L'Enfant
Recensie

L'Enfant (2005)

Valt een beetje tegen, maar bevat wel wat hoogstandjes.

in Recensies
Leestijd: 2 min 47 sec
Regie: Jean-Pierre & Luc Dardenne | Cast: Jérémie Renier (Bruno), Déborah François (Sonia), Jérémie Segard (Steve) e.a. | Speelduur: 95 min.

Na hun doorbraak met La Promesse hebben kinderen, of in ieder geval tieners, altijd een grote rol gespeeld in de films van de broertjes Dardenne. De vijftienjarige Igor maakte de belofte uit de titel van La Promesse, Rosetta ging over het gelijknamige achttienjarige meisje en in Le Fils droeg de zestienjarige Francis een geheim met zich mee. Al deze kinderen waren echter uiterst volwassen voor hun leeftijd, of hadden in ieder geval een niet bepaald kinderlijke daad op hun geweten.
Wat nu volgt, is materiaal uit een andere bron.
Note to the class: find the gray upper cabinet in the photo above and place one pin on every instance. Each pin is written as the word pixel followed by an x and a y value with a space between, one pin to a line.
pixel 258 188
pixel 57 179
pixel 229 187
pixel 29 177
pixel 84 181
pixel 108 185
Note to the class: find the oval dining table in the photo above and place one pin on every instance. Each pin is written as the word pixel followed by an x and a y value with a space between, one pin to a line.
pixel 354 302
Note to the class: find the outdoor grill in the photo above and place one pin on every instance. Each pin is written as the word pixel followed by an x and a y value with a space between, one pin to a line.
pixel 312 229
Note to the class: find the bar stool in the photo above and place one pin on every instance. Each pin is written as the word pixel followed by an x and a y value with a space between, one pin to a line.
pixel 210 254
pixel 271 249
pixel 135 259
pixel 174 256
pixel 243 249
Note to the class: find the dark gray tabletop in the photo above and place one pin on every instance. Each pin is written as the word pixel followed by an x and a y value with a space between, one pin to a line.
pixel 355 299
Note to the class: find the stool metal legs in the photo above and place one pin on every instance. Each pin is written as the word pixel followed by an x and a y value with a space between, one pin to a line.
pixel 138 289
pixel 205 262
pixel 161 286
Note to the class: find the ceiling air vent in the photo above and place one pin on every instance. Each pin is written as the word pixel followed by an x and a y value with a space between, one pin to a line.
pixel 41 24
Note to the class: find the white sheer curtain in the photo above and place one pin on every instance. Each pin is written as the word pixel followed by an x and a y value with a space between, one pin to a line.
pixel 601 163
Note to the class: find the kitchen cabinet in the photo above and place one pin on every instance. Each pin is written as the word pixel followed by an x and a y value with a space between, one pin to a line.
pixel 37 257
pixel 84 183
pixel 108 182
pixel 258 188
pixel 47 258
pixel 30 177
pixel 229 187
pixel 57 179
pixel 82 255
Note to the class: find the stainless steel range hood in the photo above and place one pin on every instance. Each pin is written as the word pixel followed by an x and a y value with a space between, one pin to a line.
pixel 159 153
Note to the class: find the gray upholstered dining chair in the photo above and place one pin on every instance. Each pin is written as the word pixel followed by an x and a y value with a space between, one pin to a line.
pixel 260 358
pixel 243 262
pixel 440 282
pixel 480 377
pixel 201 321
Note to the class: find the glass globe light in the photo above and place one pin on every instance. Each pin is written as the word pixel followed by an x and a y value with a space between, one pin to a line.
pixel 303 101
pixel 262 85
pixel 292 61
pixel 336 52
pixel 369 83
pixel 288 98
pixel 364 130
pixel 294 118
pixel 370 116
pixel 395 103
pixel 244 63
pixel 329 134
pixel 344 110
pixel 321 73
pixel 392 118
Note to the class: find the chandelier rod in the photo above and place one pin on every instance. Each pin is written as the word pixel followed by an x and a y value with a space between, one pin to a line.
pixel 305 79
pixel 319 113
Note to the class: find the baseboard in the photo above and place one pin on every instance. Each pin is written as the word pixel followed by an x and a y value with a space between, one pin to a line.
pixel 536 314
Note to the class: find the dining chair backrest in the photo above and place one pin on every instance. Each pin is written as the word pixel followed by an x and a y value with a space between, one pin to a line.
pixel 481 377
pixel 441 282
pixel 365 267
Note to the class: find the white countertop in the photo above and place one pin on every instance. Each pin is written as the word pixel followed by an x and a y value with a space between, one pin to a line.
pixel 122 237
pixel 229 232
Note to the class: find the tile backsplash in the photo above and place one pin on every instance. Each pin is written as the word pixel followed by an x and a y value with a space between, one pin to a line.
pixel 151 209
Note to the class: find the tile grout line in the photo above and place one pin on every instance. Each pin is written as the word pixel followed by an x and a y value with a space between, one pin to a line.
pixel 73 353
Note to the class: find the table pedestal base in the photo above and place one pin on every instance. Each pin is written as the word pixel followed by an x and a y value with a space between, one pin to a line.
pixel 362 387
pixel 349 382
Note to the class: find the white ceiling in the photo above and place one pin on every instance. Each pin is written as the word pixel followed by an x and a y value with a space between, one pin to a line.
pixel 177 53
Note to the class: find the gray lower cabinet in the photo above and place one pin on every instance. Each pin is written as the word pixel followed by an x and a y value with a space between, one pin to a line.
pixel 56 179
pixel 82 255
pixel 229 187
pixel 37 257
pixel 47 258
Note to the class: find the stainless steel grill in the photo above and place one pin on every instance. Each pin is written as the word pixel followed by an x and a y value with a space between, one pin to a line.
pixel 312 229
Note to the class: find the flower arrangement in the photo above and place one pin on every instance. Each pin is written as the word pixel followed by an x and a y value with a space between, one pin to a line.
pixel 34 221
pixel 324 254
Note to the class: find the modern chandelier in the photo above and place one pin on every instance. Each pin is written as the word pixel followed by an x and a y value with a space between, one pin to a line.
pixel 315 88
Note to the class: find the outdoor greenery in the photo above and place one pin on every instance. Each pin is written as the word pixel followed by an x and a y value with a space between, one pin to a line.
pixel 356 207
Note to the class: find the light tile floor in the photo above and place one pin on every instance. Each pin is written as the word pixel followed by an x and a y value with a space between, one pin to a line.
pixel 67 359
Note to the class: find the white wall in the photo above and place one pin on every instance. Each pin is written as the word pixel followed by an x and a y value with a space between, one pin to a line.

De scharrelaar en kruimeldief Bruno, hoofdpersoon van L’Enfant, is twintig, maar hij is kinderlijker dan Igor, Rosetta en Francis bij elkaar.

Bruno heeft zelf ook een kind met de achttienjarige Sonia, in wiens karige appartementje de twee wonen. Om aan geld te komen steelt hij tasjes en verhuurt hij zonder instemming haar appartement. Het is allemaal niet genoeg voor de flierefluiter, die zich heeft voorgenomen geen dag van zijn leven te verdoen met zoiets burgerlijks als werk, en hij verkoopt hun pasgeboren kind. Bruno’s trots over de vijfduizend euro die hij zo snel heeft verdiend maakt snel plaats voor wanhoop wanneer Sonia flauwvalt en dreigt hem aan te geven. Op de één of andere manier moet hij zijn zoon terugkrijgen, maar de mechanismen van de arthouse-film zijn al in werking gezet en ellende blijkt wederom een zeer relatief begrip.

De Dardennes hebben zich de laatste tien jaar ontwikkeld tot lievelingen van de critici. Met L’Enfant sleepten ze hun tweede Gouden Palm binnen, een prestatie die daarvoor alleen Emir Kusturica, Francis Ford Coppola, Bille August en Shohei Imamura hebben behaald. Ze maakten indruk met hun rauwe realistisch stijl, die wel een beetje doet denken aan het werk van Lukas Moodysson (Fucking Åmål). Maar waar Moodysson’s trillerige camera de kijker juist een toeschouwer maakt brengt de stijl van de Dardennes je tot in de poriën van de personages. Soms haast letterlijk; de camera zit de personages voortdurend op de hielen, zodat er een haast claustrofobisch sfeertje wordt gecreëerd. Ook in L’Enfant is de briljante cameravoering weer één van de redenen om de film te zien. Het is misschien niet helemaal correct om te zeggen dat de krochten van Wallonië er schitterend uitzien, ze zijn wel schitterend in beeld gebracht.

Toch valt L’Enfant een beetje tegen. Waar de vorige films van de Dardennes zich vrijwel geheel focusden op de psychologie van het hoofdpersonage lijkt L’Enfant soms wel een groots voorbeeld van Murphy’s Law: alles wat fout kan gaan gaat ook fout. Het levert een wat hoger tempo en een schitterende achtervolgingsscène op, maar af en toe lijkt het alsof de actie de psychologische ontwikkeling die we aan het eind van een arthouse-film mogen verwachten steeds maar verder weg duwt. Dat wil niet zeggen dat L’Enfant een mislukte film is, verre van. Het is gewoon niet makkelijk om meesterwerken als Rosetta en La Promesse te evenaren. Dat lukt eigenlijk alleen in de laatste scène, wanneer Bruno en Sonia samen in huilen uitbarsten en op de soundtrack alleen nog hun zware ademhaling te horen is. Eindelijk is de nachtmerrie heel eventjes over, en zo’n moment van rust blijkt de krachtigste gebeurtenis van de hele film.